From the Mount of Olives Jesus and his disciples saw the great city of Jerusalem, the City of David, Zion, the Eternal City. The picture below is the 2019 version of Jerusalem as seen from the Mt. of Olives. The gold dome¹ covers the Jewish Temple Mount, the cornerstone of the temple that was standing when Jesus and his disciples looked over the city.
What did Jesus feel when He saw the Eternal City that day?
He saw the ancient Jewish temple that King Herod the Great had re-built.² He knew about the central structure, the “Holy of Holies,” in which hung the veil that would be “rent asunder” the moment He died on the cross.

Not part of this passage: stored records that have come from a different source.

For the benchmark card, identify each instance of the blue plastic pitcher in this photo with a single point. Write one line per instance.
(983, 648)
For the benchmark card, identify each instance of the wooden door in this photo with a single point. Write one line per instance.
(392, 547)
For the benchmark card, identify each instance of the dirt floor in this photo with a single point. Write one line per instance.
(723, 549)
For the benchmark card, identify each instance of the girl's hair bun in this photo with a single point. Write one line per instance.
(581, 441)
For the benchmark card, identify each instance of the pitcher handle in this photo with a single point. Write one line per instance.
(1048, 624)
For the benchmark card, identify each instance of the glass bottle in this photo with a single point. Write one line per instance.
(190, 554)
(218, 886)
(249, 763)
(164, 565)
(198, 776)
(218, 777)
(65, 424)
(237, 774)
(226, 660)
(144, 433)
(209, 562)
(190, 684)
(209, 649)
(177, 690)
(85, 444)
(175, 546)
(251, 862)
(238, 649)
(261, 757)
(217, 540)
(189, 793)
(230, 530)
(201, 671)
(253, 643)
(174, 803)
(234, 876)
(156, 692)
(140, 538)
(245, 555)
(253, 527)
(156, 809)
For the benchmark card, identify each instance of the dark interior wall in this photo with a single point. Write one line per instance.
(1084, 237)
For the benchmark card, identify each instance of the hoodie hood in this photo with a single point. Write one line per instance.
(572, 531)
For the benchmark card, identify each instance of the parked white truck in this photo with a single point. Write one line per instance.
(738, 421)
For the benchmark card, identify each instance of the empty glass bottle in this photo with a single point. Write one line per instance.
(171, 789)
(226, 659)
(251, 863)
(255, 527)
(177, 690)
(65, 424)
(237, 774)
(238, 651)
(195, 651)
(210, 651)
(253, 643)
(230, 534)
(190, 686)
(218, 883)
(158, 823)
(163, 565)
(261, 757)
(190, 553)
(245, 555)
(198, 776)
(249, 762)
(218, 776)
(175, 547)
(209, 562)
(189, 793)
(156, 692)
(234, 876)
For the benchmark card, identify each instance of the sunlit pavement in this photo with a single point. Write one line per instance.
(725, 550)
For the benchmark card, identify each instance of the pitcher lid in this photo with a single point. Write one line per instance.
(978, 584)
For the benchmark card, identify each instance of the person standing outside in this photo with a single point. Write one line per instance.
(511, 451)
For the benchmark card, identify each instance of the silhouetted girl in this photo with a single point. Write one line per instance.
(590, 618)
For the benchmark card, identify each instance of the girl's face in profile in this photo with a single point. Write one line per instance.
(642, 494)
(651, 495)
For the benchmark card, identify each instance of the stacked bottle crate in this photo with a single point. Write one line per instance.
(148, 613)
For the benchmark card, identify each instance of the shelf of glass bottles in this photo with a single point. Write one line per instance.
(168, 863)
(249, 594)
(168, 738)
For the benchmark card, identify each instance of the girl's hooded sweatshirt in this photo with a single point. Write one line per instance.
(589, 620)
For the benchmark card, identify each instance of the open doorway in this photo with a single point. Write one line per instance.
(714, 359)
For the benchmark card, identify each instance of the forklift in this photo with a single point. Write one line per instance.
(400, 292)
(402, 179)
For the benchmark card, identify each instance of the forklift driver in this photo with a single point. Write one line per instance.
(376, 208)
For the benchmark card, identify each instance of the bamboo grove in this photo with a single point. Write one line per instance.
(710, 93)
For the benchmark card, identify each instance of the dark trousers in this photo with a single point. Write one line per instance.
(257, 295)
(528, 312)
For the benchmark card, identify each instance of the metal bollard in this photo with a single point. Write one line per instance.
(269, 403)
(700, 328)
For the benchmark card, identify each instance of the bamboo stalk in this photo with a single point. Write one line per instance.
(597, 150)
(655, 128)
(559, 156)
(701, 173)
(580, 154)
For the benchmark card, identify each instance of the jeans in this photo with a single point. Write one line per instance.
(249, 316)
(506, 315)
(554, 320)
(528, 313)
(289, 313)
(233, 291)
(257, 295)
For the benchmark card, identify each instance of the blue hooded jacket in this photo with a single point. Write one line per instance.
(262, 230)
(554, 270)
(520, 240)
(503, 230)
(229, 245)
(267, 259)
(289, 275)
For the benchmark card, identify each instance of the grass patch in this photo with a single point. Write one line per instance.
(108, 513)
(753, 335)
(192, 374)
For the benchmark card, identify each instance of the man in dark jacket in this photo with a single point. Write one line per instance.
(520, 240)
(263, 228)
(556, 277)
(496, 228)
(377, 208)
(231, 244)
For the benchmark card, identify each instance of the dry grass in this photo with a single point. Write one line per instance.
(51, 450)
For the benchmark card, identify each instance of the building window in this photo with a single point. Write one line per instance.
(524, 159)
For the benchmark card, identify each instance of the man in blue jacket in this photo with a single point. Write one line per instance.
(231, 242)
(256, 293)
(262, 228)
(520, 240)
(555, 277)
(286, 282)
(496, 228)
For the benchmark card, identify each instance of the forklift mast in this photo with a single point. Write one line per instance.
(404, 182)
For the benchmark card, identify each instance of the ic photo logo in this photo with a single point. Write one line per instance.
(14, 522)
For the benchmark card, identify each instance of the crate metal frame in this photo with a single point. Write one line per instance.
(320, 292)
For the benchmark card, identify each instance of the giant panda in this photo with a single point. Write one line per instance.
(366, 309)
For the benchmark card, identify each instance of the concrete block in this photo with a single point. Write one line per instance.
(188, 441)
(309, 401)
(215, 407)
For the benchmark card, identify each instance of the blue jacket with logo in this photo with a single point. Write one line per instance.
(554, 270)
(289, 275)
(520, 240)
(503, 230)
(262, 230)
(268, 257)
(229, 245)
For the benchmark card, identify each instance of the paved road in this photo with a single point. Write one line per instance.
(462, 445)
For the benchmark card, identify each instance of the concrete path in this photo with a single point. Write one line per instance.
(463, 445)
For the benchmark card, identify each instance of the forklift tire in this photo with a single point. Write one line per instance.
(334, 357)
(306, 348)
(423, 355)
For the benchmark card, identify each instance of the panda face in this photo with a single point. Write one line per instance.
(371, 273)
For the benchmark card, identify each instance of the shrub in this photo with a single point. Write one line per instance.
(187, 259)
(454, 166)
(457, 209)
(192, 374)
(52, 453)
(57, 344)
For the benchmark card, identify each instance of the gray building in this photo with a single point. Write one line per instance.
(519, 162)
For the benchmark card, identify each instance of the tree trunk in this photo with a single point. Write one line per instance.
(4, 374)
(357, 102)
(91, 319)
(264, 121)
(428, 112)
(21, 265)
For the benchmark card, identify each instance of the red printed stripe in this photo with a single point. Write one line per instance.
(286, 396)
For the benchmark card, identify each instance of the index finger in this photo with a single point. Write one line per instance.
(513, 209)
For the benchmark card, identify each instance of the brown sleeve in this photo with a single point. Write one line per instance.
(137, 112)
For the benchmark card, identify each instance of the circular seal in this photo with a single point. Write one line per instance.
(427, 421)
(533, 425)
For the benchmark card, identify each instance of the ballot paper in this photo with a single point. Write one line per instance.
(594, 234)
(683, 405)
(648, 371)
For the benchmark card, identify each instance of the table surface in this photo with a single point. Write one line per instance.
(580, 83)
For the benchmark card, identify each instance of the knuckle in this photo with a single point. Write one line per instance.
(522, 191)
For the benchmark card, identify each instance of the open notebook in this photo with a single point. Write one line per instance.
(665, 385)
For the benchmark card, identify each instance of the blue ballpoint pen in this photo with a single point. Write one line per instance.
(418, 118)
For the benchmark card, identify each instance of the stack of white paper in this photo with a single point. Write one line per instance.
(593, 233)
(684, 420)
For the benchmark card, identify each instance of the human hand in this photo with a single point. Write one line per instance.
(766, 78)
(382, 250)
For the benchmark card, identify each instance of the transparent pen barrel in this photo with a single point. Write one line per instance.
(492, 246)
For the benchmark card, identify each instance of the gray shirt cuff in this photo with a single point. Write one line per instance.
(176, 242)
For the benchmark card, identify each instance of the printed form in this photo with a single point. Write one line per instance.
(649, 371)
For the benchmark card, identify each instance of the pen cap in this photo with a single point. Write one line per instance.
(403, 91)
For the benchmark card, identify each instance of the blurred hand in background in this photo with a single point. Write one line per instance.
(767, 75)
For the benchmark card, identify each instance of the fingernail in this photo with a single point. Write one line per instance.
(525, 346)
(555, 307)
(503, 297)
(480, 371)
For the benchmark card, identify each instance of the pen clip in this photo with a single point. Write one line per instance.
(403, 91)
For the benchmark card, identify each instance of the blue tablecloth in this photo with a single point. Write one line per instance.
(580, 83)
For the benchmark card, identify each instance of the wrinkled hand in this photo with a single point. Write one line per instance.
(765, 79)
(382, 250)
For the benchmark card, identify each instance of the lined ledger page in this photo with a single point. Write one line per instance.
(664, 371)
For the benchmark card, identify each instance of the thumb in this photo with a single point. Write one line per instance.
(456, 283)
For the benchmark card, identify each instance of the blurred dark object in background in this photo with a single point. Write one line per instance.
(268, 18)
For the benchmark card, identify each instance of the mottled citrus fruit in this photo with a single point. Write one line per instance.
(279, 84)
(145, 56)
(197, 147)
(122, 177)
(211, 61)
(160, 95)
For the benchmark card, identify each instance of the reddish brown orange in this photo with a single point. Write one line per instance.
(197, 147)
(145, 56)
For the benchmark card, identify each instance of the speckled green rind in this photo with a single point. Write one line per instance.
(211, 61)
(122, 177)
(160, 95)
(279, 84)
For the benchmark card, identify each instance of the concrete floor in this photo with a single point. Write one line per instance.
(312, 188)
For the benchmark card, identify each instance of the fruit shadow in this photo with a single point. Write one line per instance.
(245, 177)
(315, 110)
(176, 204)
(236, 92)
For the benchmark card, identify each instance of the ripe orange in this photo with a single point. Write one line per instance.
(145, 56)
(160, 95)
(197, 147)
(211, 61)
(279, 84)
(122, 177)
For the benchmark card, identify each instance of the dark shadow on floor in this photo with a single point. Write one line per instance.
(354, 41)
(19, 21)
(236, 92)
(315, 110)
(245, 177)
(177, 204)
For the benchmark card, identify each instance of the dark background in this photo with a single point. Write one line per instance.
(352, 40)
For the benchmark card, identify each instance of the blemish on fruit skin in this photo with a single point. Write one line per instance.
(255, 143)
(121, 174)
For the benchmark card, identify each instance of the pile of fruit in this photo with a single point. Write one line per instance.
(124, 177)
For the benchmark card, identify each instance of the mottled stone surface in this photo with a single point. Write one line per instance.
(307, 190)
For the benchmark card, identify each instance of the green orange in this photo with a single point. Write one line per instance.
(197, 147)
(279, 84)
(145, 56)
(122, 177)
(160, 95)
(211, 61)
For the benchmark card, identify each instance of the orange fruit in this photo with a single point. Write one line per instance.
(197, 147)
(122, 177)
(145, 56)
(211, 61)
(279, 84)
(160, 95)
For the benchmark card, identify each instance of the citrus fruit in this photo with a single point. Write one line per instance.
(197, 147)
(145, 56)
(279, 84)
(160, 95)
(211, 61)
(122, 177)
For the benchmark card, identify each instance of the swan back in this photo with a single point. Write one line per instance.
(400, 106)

The Tower of David and the city walls built by Herod the Great, pictured here, 2019.
He saw Herod the Great’s magnificent renovations to the temple and the more magnificent palace dominating the city-scape. Herod was famous as Rome’s master builder. But for Jesus and his Jewish followers, this Herod was the same man responsible—just 33 years before—for the mass murder of all Jewish boys under 2-years old. It was Herod’s attempt to eliminate the baby who was Jesus, now a man who was viewing the city from the Mt. of Olives. How did Jesus and His disciples feel when they saw the palace of this mass-murderer in their Holy City?
Adjacent to the temple stood Antonia’s Fortress, another architectural masterpiece, Herod’s monument honoring the Roman leader Marc Antony. This fortress is where the governor’s of Rome would stay the following weekend–the weekend of Christ’s crucifixion–because it was from Antonia’s Fortress that they would have a clear and up-close view of Golgotha.
¹The gold dome, now famously called “The Dome of the Rock,” was built by a Moslem caliph in the 7th century C.E. For the Moslems, it commemorates the place from where Mohammed was lifted for his sacred Night Journey, a visit to Allah in heaven. No Jews or Christians are allowed in the “Dome of the Rock.”
²A model of the Temple, which would have stood where the Golden Dome is now seen. The image comes from the Oxford Biblical Studies on-line.